8,000 British species to be sequenced as £9.4m from Wellcome funds first phase of Darwin Tree of Life project
Funding of £9.4million has been confirmed by Wellcome to begin the Darwin Tree of Life project, which will sequence all species in the British Isles.
In this first phase, 10 organisations will be involved in collecting and sequencing around 8,000 British species of animal, plant and fungi, and delivering the genomes of 2,000, giving an unprecedented insight into the evolution of life on Earth.
It will also uncover new genes, proteins and metabolic pathways that could help develop new drugs, while supporting the conservation of global biodiversity amid the threats posed by climate change and human development.
Professor Richard Durbin, in the University of Cambridge’s Department of Genetics, who will lead the university’s involvement in the collaboration. said: “This project is the start of a transformation for biological research. It will change our relationship to the natural world by enabling us to understand life as never before. It will create a knowledge resource for others to build on, just as we’ve seen with the Human Genome Project for human health.”

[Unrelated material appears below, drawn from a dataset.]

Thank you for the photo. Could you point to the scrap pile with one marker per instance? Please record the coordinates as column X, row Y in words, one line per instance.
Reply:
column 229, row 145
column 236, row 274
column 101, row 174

Ultimately, the aim is sequence all 60,000 species that live in the British Isles - a launchpad for the ambitious Earth Biogenome Project - a moonshot for biology that aims to do the same for all life on the planet.
Dr Michael Dunn, head of genetics and molecular sciences at Wellcome, said: “The mission to sequence all life on the British Isles is ambitious, but by bringing together this diverse group of organisations we believe that we have the right team to achieve it.
“We’ll gain new insights into nature that will help develop new treatments for infectious diseases, identify drugs to slow ageing, generate new approaches to feeding the world and create new bio-materials.”
The UK organisations involved are:
• University of Cambridge
• Earlham Institute (EI)
• University of Edinburgh
• EMBL’s-European Bioinformatics Institute (EMBL-EBI)
• The Marine Biological Association (Plymouth)
• Natural History Museum
• Royal Botanic Gardens Kew
• Royal Botanic Garden Edinburgh
• University of Oxford
• Wellcome Sanger Institute.
Professor Mark Blaxter, lead of the Tree of Life programme at the Wellcome Sanger Institute, said: “The Darwin Tree of Life Project will change biology forever, delivering new insights into the numerous animals, plants, fungi and protists that call the British Isles home. The impact of this work will be equivalent to the effect the Human Genome Project has had on human health over the last 25 years.”